Economists had expected the gauge of factory activity in the Mid-Atlantic to rise to 6.8 and none of the 55 participants in the poll had expected a reading lower than zero, which indicates a contraction in activity.

Coming on the heels of a survey on Wednesday showing a contraction in factory activity in New York state, the report could stoke fears of a sharp slowdown in manufacturing, a sector that has powered the U.S. economic recovery.

Factory activity is being hampered by supply chain disruptions following the March earthquake and tsunami in Japan.

The Philadelphia Fed report contradicted other data on Thursday that had offered some hope the economy could be starting to pull out of its soft patch.

There is some improvement in some series, but the manufacturing series seem to be deteriorating further in June, said Christopher Low, chief economist at FTN Financial in New York.

Initial claims for state unemployment insurance slipped 16,000 to 414,000, the Labor Department said, suggesting the jobs market was regaining some momentum after stumbling badly in May.

A report from the Commerce Department showed groundbreaking for homes rose 3.5 percent to an annual rate of 560,000 units, retracing almost half of April's steep decline. New building permits unexpectedly rebounded 8.7 percent to the highest level since December.

The housing and claims reports offered at least a hint the economic slowdown that started as the year began could be easing.

U.S. stocks fell on the manufacturing data, while prices for Treasury debt rose, also boosted by safe-haven flows on concerns Greece could default on its debt.

The broader theme we have to look at is that the pace of job destruction is slowing but the pace of job creation is also a bit tepid, said Ian Pollick an economic strategist at TD Securities in Toronto.

A report earlier this month showed U.S. employers added a scant 54,000 workers to their payrolls in May, with the jobless rate rising to 9.1 percent.

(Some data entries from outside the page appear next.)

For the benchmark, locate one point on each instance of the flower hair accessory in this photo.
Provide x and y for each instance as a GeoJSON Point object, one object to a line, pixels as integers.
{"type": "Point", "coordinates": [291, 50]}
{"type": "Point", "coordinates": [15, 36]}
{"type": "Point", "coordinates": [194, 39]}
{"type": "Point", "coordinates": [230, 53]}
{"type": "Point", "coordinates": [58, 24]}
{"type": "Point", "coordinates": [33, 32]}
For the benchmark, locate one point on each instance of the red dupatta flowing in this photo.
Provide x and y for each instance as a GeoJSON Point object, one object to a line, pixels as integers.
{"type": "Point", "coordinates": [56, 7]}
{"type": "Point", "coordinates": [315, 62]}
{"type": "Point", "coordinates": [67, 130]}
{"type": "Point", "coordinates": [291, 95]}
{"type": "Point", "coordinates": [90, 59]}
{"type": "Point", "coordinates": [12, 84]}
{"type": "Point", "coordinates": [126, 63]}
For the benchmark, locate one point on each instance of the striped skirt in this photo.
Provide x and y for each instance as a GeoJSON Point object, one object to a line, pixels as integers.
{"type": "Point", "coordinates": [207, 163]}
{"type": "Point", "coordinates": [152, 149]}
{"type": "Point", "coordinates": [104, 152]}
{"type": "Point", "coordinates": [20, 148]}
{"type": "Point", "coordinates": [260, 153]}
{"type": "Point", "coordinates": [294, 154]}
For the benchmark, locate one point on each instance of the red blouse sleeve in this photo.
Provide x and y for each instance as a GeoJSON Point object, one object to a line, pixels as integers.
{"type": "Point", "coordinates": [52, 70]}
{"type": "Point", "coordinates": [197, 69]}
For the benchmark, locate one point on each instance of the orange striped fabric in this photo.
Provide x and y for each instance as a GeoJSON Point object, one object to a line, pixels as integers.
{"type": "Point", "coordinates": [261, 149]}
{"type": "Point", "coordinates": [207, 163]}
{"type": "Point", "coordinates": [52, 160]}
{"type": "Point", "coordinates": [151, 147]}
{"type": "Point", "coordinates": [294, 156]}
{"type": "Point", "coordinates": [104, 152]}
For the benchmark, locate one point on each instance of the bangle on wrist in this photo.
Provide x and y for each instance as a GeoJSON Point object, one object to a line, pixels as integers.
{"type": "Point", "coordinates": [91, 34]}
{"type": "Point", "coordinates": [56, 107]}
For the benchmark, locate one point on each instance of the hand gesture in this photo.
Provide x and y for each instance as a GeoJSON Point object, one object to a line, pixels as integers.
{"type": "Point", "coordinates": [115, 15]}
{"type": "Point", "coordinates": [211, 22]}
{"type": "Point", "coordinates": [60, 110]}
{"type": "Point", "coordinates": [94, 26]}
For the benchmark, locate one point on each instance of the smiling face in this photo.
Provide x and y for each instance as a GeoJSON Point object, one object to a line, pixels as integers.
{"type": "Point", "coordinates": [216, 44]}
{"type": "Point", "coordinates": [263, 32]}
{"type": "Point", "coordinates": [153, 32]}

While both the jobless claims and housing data moved in a better direction, the levels suggested the recovery remains quite weak.

Initial jobless claims remained above the 400,000 level for a tenth straight week. Economists say claims would need to drop below that level to offer a clear sign of an improving labor market.

At the same time, economists have been largely dismissive of moves in U.S. housing data because construction and sales have moved to historically low levels.

A Reuters poll found that economists expect the housing market to sink further this year before prices start rising only marginally in 2012, a Reuters poll predicted.

Home prices -- as measured by Standard & Poor's 20-City Composite Home Price Index -- will fall 5.0 percent in 2011 and rise just 0.5 percent in 2012, according to the poll.

An oversupply of homes on the market, especially foreclosed properties which sell well below their value, has dampened construction and weighed on prices. A survey on Wednesday showed sentiment among home builders at its lowest level in nine months in June.

Data firm RealtyTrac said on Thursday that the number of U.S. homes seized by banks fell in May, but it pinned that decline on processing delays. Banks took over 66,879 homes last month, down 4 percent from April.

Groundbreaking for both multi- and single-family homes rose in May, with permits lifted by a 23.2 percent surge in the multi-family segment. The increase in multi-family units reflects a growing demand for rentals as relentless home price declines encourage Americans to delay home purchases.


The report on jobless claims showed the number of Americans who continued to receive benefits under regular state programs after an initial week of aid eased to 3.68 million from 3.70 million in the week to June 4, the latest week for which data is available.

Under all benefit programs, including emergency benefits extended by Congress, 7.4 million were on the rolls in the week ended May 28, down about 200,000 from a week earlier.

The data suggested the long-term unemployed were finding it somewhat easier to find jobs, although if May's dismal pace of job creation continues their hopes could be dashed anew.